An intriguing story. From
Exiles built little England by the Black Sea after Norman Conquest by Mark Bridge. It is not a certainty as implied by the headline, but certainly a possibility with some known facts supportive of the idea.
It is a tale of English adventurers who fled a king’s tyranny, crossed oceans and built a version of their homeland on distant shores, naming towns after those they left behind.
These were not the Pilgrim Fathers, however, but little-known fugitives from the Norman Conquest who created their own New England on the Black Sea more than 500 years earlier.
Late-medieval accounts of English exiles rewarded for derring-do on behalf of the eastern Roman, or Byzantine, emperor read like a film script but a historian has claimed that there is evidence for significant aspects of the story. Caitlin Green, a medieval historian and archaeologist, has published the first account of this eastern “Nova Anglia” in BBC History Magazine.
A colourful telling of the purported exodus comes from the 14th-century Icelandic saga of Edward the Confessor, which relays how, after the defeat at Hastings in 1066, English chiefs appealed to the Danes to help them to oust William the Bastard. “When the English chiefs were sure that the Danes would not help them . . . then they left their estates and fled away from the land with a great host.”
It says the force travelled in 350 ships and was led by one Siward, earl of Gloucester. After a series of adventures, including raiding Ceuta, north Africa, where they slaughtered a host of heathens and were paid off in treasure, the saga says the exiles heard of great strife out of Micklegarth (then Constantinople, now Istanbul), which was under siege by land and sea. They made haste and took the enemy ships, causing such a rout that the foe on land also “sprang up and fled”.
The saga says that the emperor “took wonderfully well” to his guests. It says that he offered the English places in his bodyguard unit, the Varangians, but some asked for land instead. Unwilling to risk depriving local notables of their estates, the emperor said there was former Roman territory lying six days and nights’ sail across the sea “in the east and northeast from Micklegarth” that was theirs if they could take it from the heathens.

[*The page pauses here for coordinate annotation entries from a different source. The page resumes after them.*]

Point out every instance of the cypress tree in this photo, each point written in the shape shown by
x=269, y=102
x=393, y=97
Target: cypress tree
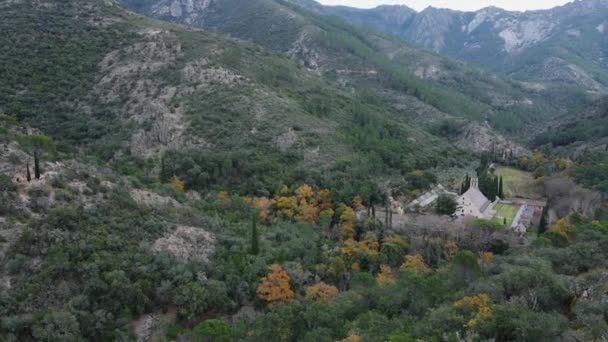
x=163, y=176
x=542, y=225
x=27, y=172
x=501, y=192
x=36, y=165
x=255, y=248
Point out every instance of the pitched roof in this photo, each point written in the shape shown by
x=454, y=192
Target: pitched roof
x=475, y=196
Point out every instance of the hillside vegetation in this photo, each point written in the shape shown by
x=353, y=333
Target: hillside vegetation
x=159, y=182
x=423, y=87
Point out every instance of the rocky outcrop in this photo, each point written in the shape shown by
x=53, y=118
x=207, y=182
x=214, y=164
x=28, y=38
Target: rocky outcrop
x=479, y=138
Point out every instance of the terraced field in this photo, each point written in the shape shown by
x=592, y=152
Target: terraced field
x=505, y=211
x=517, y=183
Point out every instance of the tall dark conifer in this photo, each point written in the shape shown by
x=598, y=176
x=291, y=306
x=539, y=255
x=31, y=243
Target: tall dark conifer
x=255, y=248
x=27, y=172
x=501, y=192
x=542, y=225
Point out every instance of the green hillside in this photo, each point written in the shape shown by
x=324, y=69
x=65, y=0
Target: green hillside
x=421, y=85
x=159, y=182
x=221, y=111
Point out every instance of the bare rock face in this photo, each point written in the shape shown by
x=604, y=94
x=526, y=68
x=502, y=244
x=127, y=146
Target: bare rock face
x=555, y=69
x=286, y=140
x=190, y=11
x=479, y=138
x=153, y=200
x=187, y=243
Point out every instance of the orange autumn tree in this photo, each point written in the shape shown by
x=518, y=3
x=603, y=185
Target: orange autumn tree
x=414, y=263
x=348, y=219
x=358, y=203
x=324, y=200
x=287, y=206
x=304, y=192
x=321, y=291
x=177, y=184
x=385, y=276
x=275, y=286
x=307, y=212
x=563, y=228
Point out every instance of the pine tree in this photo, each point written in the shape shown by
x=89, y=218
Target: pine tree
x=28, y=174
x=163, y=175
x=36, y=165
x=255, y=249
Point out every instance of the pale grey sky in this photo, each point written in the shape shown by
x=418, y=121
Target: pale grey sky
x=465, y=5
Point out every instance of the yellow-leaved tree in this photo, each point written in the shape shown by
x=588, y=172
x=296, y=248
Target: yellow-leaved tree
x=348, y=220
x=385, y=276
x=305, y=192
x=324, y=201
x=562, y=227
x=287, y=206
x=275, y=286
x=177, y=184
x=357, y=203
x=414, y=263
x=307, y=212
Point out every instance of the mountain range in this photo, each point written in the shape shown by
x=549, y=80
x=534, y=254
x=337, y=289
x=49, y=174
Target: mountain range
x=420, y=84
x=566, y=44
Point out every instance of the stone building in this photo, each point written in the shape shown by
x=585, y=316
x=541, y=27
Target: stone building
x=473, y=202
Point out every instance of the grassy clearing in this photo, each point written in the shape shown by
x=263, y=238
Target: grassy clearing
x=507, y=211
x=517, y=183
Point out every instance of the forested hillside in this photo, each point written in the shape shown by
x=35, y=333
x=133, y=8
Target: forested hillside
x=161, y=182
x=422, y=86
x=564, y=46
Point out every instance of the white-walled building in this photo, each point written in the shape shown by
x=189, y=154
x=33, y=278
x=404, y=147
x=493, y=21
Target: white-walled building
x=473, y=202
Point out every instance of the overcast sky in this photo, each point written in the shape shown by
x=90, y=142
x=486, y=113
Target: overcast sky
x=465, y=5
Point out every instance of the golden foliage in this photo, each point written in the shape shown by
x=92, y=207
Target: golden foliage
x=263, y=204
x=538, y=158
x=418, y=173
x=223, y=196
x=451, y=248
x=396, y=241
x=275, y=286
x=357, y=203
x=321, y=291
x=348, y=219
x=480, y=305
x=304, y=192
x=284, y=190
x=324, y=200
x=486, y=257
x=337, y=267
x=177, y=184
x=562, y=164
x=414, y=263
x=287, y=206
x=385, y=276
x=307, y=212
x=299, y=269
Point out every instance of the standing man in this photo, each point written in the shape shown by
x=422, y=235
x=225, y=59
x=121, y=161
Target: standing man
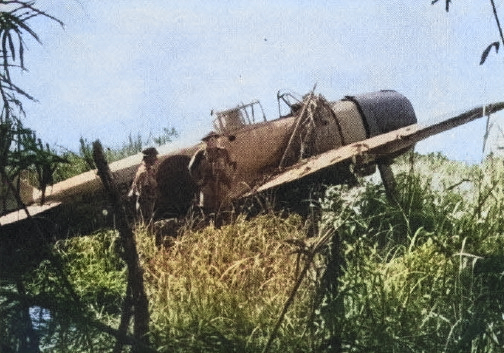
x=210, y=169
x=144, y=186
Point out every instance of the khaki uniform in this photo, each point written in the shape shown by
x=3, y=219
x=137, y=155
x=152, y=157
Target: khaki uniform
x=145, y=189
x=211, y=169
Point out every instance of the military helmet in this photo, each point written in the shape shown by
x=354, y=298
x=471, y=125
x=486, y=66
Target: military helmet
x=150, y=152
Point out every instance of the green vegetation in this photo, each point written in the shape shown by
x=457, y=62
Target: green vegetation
x=422, y=276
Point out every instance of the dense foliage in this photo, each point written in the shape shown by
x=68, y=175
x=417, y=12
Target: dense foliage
x=421, y=275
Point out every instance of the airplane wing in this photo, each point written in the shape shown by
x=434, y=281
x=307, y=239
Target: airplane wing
x=374, y=148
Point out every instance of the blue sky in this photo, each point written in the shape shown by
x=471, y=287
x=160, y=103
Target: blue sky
x=126, y=67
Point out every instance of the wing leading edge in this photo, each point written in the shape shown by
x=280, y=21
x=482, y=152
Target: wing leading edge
x=375, y=148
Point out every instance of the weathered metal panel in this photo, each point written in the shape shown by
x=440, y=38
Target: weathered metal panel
x=384, y=111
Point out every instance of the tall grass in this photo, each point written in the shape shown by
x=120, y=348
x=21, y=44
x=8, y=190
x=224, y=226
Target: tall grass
x=222, y=289
x=425, y=275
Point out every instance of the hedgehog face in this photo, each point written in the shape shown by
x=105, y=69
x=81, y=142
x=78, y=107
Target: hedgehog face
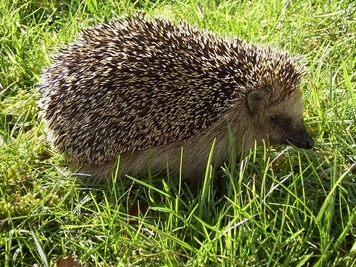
x=280, y=123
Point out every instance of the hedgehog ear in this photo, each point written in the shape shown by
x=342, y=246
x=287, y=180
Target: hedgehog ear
x=256, y=101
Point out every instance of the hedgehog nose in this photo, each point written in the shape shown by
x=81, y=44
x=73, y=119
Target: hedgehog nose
x=309, y=142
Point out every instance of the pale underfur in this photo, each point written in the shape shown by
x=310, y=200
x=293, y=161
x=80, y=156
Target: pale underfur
x=195, y=153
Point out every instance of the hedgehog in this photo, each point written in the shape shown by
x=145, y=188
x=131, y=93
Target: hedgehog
x=151, y=91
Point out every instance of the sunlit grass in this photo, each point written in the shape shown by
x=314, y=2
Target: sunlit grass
x=275, y=207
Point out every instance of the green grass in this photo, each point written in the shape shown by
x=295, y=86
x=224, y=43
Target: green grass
x=282, y=207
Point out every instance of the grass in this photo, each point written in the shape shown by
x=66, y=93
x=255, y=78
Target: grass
x=280, y=207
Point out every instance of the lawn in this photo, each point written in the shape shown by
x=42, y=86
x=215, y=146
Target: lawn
x=280, y=206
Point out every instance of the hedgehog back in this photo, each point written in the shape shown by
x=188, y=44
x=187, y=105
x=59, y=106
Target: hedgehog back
x=135, y=84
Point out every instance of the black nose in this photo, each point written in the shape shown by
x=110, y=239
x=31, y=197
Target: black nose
x=308, y=143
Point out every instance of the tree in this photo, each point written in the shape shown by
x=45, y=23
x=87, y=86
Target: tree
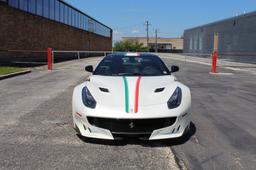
x=129, y=45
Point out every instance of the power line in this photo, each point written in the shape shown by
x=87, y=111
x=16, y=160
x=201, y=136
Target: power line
x=147, y=29
x=128, y=26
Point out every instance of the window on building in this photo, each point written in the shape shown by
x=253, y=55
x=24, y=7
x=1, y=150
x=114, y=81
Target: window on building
x=62, y=12
x=32, y=6
x=65, y=14
x=57, y=11
x=195, y=42
x=69, y=16
x=52, y=12
x=46, y=8
x=86, y=23
x=191, y=43
x=24, y=5
x=77, y=20
x=39, y=7
x=14, y=3
x=200, y=43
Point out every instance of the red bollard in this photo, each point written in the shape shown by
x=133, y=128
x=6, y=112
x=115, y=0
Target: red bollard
x=214, y=61
x=49, y=58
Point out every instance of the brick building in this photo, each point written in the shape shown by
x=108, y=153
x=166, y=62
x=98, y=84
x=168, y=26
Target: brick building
x=39, y=24
x=163, y=44
x=236, y=36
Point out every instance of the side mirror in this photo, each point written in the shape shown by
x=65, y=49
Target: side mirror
x=174, y=69
x=89, y=68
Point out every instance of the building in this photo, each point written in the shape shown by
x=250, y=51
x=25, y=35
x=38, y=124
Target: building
x=163, y=44
x=38, y=24
x=233, y=36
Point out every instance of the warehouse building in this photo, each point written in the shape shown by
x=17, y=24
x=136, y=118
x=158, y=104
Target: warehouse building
x=38, y=24
x=235, y=36
x=163, y=44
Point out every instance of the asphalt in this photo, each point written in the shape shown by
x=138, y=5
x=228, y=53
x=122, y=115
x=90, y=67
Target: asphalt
x=36, y=124
x=36, y=127
x=223, y=117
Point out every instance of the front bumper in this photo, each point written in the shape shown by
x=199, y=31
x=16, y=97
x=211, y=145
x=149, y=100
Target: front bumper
x=151, y=129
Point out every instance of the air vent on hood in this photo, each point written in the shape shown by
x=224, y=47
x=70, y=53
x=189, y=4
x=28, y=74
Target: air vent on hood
x=159, y=90
x=104, y=90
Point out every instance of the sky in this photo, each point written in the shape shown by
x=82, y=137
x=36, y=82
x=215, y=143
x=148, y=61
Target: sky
x=170, y=18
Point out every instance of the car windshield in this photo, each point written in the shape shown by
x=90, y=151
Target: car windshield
x=122, y=65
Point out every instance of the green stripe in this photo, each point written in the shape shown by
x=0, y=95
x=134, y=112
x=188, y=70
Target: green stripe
x=126, y=95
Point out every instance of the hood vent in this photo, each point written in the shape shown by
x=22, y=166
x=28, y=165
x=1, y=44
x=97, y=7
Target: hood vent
x=104, y=90
x=159, y=90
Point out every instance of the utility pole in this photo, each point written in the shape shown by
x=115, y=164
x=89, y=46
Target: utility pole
x=156, y=46
x=147, y=28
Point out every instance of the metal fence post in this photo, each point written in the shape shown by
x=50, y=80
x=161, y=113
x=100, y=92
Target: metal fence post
x=49, y=58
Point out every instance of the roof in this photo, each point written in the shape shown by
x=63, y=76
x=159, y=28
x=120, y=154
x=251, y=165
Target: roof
x=250, y=14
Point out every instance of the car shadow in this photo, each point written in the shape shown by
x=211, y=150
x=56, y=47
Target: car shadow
x=145, y=143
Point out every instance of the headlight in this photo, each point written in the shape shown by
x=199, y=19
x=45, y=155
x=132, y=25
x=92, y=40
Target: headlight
x=87, y=98
x=175, y=100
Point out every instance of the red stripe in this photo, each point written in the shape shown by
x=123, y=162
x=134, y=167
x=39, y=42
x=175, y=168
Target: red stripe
x=78, y=114
x=137, y=95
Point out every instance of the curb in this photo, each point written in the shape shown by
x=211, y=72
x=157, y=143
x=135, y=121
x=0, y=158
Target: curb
x=14, y=74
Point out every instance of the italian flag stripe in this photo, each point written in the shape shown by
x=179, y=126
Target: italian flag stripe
x=137, y=90
x=126, y=95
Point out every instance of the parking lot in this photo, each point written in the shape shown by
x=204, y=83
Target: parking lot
x=36, y=124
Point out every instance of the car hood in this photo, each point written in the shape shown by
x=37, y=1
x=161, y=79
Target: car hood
x=127, y=92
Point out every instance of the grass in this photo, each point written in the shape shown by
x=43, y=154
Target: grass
x=7, y=70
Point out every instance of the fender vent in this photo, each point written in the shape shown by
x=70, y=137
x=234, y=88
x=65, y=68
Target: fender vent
x=104, y=90
x=159, y=90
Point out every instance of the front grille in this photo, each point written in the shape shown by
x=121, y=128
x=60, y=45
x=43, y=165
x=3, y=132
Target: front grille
x=131, y=126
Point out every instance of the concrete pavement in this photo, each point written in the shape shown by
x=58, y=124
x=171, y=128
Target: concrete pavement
x=223, y=115
x=36, y=128
x=36, y=124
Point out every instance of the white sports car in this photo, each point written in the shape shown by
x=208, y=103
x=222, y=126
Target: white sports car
x=132, y=95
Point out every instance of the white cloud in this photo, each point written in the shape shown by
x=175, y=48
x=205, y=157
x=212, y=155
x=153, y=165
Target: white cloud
x=135, y=31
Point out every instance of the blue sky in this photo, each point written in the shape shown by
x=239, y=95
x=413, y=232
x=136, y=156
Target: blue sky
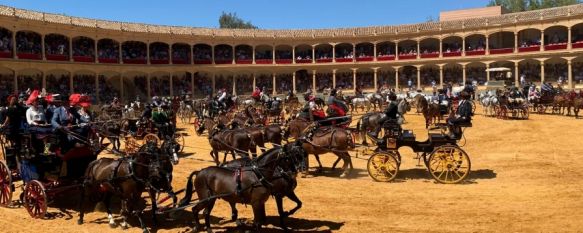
x=267, y=14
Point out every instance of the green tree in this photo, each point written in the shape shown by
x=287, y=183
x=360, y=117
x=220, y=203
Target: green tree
x=231, y=20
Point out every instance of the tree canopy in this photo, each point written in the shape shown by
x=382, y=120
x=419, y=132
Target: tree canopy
x=525, y=5
x=231, y=20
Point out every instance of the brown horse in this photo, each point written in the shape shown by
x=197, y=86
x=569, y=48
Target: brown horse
x=128, y=178
x=249, y=184
x=323, y=140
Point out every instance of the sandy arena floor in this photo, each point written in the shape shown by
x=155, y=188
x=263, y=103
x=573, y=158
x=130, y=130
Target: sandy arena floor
x=526, y=177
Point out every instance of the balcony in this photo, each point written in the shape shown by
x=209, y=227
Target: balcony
x=87, y=59
x=57, y=57
x=532, y=48
x=558, y=46
x=501, y=51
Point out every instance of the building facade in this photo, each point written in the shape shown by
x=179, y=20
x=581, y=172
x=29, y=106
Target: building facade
x=104, y=58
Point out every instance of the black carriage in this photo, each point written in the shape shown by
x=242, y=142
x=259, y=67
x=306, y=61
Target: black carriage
x=446, y=161
x=43, y=172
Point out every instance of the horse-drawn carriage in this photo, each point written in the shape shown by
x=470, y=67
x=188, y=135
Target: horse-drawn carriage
x=47, y=172
x=445, y=160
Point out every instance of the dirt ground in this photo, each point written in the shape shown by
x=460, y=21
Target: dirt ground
x=526, y=177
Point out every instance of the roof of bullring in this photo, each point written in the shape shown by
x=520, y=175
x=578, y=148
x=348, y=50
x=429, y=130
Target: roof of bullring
x=475, y=23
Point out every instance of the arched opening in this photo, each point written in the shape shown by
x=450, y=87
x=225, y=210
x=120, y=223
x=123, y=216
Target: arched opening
x=160, y=84
x=203, y=84
x=577, y=36
x=243, y=54
x=223, y=54
x=283, y=54
x=529, y=40
x=134, y=52
x=386, y=78
x=109, y=87
x=5, y=43
x=556, y=71
x=453, y=74
x=224, y=82
x=304, y=54
x=529, y=71
x=84, y=83
x=135, y=85
x=556, y=38
x=429, y=48
x=475, y=45
x=83, y=49
x=263, y=54
x=365, y=51
x=501, y=42
x=429, y=76
x=345, y=79
x=303, y=81
x=181, y=84
x=58, y=82
x=159, y=53
x=57, y=47
x=365, y=79
x=28, y=45
x=202, y=54
x=323, y=80
x=6, y=84
x=29, y=78
x=108, y=51
x=323, y=53
x=244, y=83
x=180, y=53
x=476, y=73
x=408, y=78
x=452, y=46
x=386, y=51
x=407, y=49
x=265, y=82
x=344, y=52
x=283, y=83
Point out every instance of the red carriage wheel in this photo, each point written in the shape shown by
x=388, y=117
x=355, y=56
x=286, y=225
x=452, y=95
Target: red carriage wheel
x=5, y=185
x=35, y=199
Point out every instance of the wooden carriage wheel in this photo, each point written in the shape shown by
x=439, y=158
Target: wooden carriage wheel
x=449, y=164
x=152, y=137
x=383, y=166
x=5, y=185
x=35, y=199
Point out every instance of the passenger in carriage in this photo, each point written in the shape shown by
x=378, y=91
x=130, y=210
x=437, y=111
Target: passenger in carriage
x=463, y=116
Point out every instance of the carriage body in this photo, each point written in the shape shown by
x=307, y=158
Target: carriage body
x=446, y=162
x=43, y=174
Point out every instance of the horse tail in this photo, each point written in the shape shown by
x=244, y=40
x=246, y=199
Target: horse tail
x=188, y=191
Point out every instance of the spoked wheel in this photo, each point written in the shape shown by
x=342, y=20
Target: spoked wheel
x=5, y=185
x=152, y=137
x=383, y=166
x=449, y=164
x=35, y=199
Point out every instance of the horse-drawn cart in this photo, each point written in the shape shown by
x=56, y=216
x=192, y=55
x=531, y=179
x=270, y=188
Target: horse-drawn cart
x=445, y=160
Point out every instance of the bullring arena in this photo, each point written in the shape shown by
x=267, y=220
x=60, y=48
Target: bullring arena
x=524, y=177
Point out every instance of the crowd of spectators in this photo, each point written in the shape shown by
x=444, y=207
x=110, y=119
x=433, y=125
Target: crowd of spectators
x=28, y=42
x=159, y=51
x=108, y=49
x=56, y=44
x=202, y=53
x=83, y=47
x=5, y=41
x=134, y=50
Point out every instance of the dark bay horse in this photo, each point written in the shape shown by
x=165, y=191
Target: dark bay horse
x=149, y=169
x=247, y=184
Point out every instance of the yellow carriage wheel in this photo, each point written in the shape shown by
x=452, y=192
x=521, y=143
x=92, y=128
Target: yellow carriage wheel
x=383, y=166
x=449, y=164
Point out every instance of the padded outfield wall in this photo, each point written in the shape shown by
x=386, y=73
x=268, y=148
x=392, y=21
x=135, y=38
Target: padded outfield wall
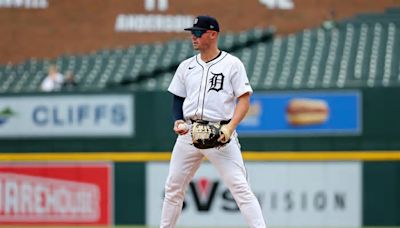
x=127, y=136
x=141, y=121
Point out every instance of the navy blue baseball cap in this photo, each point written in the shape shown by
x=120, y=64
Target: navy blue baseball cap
x=204, y=23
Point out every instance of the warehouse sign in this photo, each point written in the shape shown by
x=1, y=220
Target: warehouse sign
x=63, y=116
x=55, y=193
x=295, y=194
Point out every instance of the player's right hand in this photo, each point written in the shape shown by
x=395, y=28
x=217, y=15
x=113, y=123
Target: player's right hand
x=178, y=130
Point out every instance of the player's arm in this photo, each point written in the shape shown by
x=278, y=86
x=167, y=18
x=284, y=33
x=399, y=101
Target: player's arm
x=241, y=109
x=177, y=111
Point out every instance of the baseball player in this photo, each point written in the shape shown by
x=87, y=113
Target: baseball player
x=211, y=87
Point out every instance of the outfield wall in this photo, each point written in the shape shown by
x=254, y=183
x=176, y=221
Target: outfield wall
x=351, y=176
x=328, y=193
x=141, y=121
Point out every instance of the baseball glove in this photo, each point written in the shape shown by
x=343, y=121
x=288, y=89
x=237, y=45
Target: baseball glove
x=205, y=135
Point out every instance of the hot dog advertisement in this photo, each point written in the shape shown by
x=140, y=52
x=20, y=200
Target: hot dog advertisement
x=303, y=113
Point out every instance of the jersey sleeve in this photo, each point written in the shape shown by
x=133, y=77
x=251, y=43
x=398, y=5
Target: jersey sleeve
x=240, y=82
x=177, y=85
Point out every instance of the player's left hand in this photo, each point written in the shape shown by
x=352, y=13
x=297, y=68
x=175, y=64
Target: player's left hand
x=226, y=132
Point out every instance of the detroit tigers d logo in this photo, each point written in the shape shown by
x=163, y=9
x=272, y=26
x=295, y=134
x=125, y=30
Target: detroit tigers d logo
x=217, y=82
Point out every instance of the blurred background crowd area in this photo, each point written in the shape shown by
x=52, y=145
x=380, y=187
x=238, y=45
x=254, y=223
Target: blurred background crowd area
x=109, y=43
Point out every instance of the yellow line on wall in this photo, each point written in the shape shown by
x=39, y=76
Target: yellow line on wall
x=165, y=156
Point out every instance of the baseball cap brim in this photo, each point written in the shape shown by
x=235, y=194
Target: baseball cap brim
x=195, y=28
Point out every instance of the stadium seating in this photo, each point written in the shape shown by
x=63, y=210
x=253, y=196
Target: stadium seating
x=362, y=51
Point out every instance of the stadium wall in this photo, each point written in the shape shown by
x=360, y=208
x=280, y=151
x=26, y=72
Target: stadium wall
x=49, y=28
x=48, y=125
x=374, y=153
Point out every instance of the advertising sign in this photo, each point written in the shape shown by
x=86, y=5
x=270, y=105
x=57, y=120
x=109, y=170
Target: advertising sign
x=291, y=194
x=303, y=114
x=68, y=115
x=56, y=193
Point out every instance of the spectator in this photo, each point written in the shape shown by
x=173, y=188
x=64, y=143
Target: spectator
x=330, y=22
x=53, y=81
x=69, y=81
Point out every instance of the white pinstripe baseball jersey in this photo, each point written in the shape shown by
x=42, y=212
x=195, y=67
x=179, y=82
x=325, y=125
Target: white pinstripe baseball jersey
x=210, y=88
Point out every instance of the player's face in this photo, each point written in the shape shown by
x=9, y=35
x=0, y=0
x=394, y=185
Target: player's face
x=201, y=39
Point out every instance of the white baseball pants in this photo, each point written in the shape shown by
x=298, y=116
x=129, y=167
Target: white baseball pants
x=227, y=160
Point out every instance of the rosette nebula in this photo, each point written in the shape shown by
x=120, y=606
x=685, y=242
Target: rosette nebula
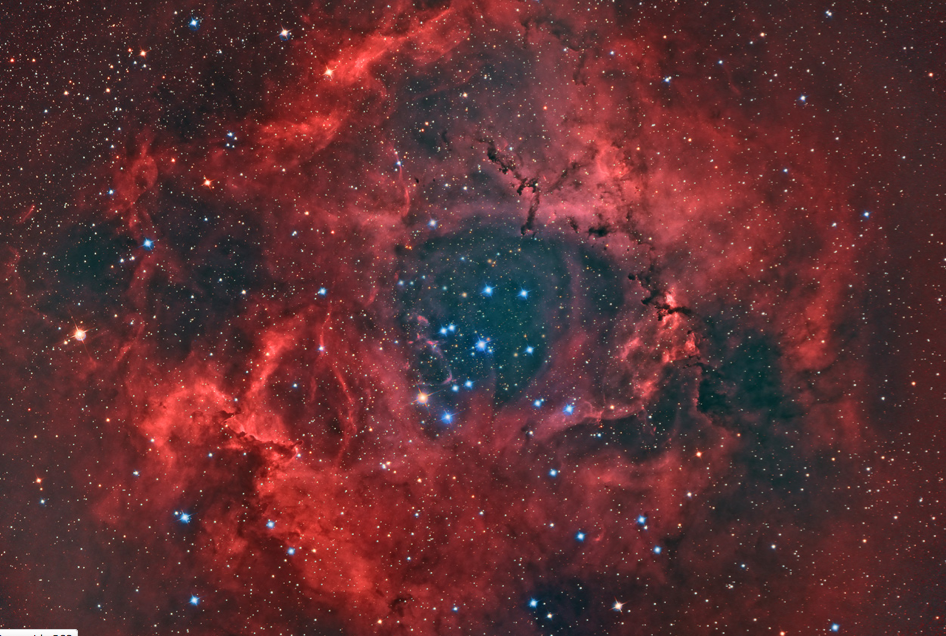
x=512, y=317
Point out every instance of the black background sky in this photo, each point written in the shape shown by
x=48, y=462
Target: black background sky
x=499, y=317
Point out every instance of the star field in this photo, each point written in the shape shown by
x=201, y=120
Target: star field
x=503, y=317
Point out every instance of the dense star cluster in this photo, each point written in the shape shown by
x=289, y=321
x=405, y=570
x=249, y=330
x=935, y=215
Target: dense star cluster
x=526, y=317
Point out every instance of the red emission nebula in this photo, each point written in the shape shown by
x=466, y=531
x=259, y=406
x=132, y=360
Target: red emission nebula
x=515, y=317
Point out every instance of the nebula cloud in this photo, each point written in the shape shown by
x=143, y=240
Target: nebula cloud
x=500, y=317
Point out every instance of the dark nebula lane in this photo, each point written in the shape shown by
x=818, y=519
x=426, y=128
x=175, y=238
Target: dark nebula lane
x=502, y=317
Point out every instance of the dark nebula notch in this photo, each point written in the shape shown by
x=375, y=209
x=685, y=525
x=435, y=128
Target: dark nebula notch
x=494, y=317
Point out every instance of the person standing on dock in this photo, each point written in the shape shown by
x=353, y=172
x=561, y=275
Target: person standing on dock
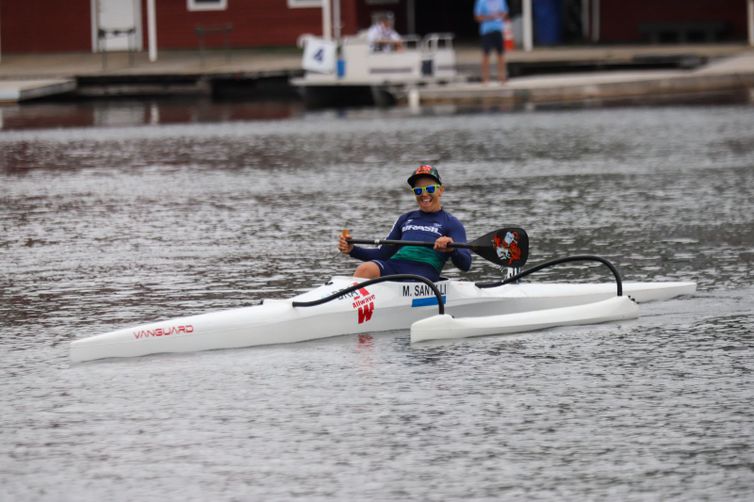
x=491, y=14
x=382, y=37
x=429, y=223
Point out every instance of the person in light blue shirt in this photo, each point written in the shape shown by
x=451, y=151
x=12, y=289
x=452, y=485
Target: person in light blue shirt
x=491, y=14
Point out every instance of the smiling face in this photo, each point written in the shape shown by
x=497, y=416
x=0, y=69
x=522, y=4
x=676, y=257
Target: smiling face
x=429, y=203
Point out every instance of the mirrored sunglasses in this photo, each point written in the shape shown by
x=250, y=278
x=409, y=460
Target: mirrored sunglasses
x=430, y=189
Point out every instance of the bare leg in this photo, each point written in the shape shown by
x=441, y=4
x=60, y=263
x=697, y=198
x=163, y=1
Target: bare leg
x=485, y=68
x=367, y=270
x=502, y=74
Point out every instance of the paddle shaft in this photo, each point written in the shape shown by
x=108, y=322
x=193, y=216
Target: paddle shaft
x=389, y=242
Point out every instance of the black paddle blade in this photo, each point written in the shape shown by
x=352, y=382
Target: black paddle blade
x=508, y=247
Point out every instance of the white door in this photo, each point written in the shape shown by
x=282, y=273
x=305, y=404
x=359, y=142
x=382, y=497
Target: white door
x=113, y=20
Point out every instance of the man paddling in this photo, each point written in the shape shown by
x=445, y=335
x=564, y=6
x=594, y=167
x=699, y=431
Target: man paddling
x=430, y=223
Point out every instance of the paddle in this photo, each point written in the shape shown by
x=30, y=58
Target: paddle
x=507, y=246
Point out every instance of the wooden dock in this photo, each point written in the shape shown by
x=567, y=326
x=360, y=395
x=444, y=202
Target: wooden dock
x=14, y=91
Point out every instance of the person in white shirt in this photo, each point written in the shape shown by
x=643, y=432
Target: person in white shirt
x=382, y=37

After many battles, the saga relates, they duly won the land and called it England. “To the towns that were in the land and to those which they built they gave the names of the towns in England. They called them both London and York, and by the names of other great towns.”
Bridge acknowledges that the tale is likely embellished but then goes on to elaborate on the facts and circumstances which support the idea. In the process, he shares other information which I either did not know or had forgotten. For example:
In her book The Alexiad, written in about 1148, the Byzantine princess Anna Comnena mentions the presence in the imperial service of Varangians from “the island of Thule”, which is often taken to be Britain. She described how these “axe-bearing barbarians” ... “regarded their loyalty to the emperors and their protection of the imperial persons as a pledge and ancestral tradition, handed down from father to son”.
Historians agree that the Varangian guard went from being dominated by Scandinavians for the 10th and much of the 11th centuries to being a primarily English unit. Englishmen travelling to Constantinople after the Norman Conquest could have heard of the wealth and opportunities of “Micklegarth” due to the large Danish influence at home.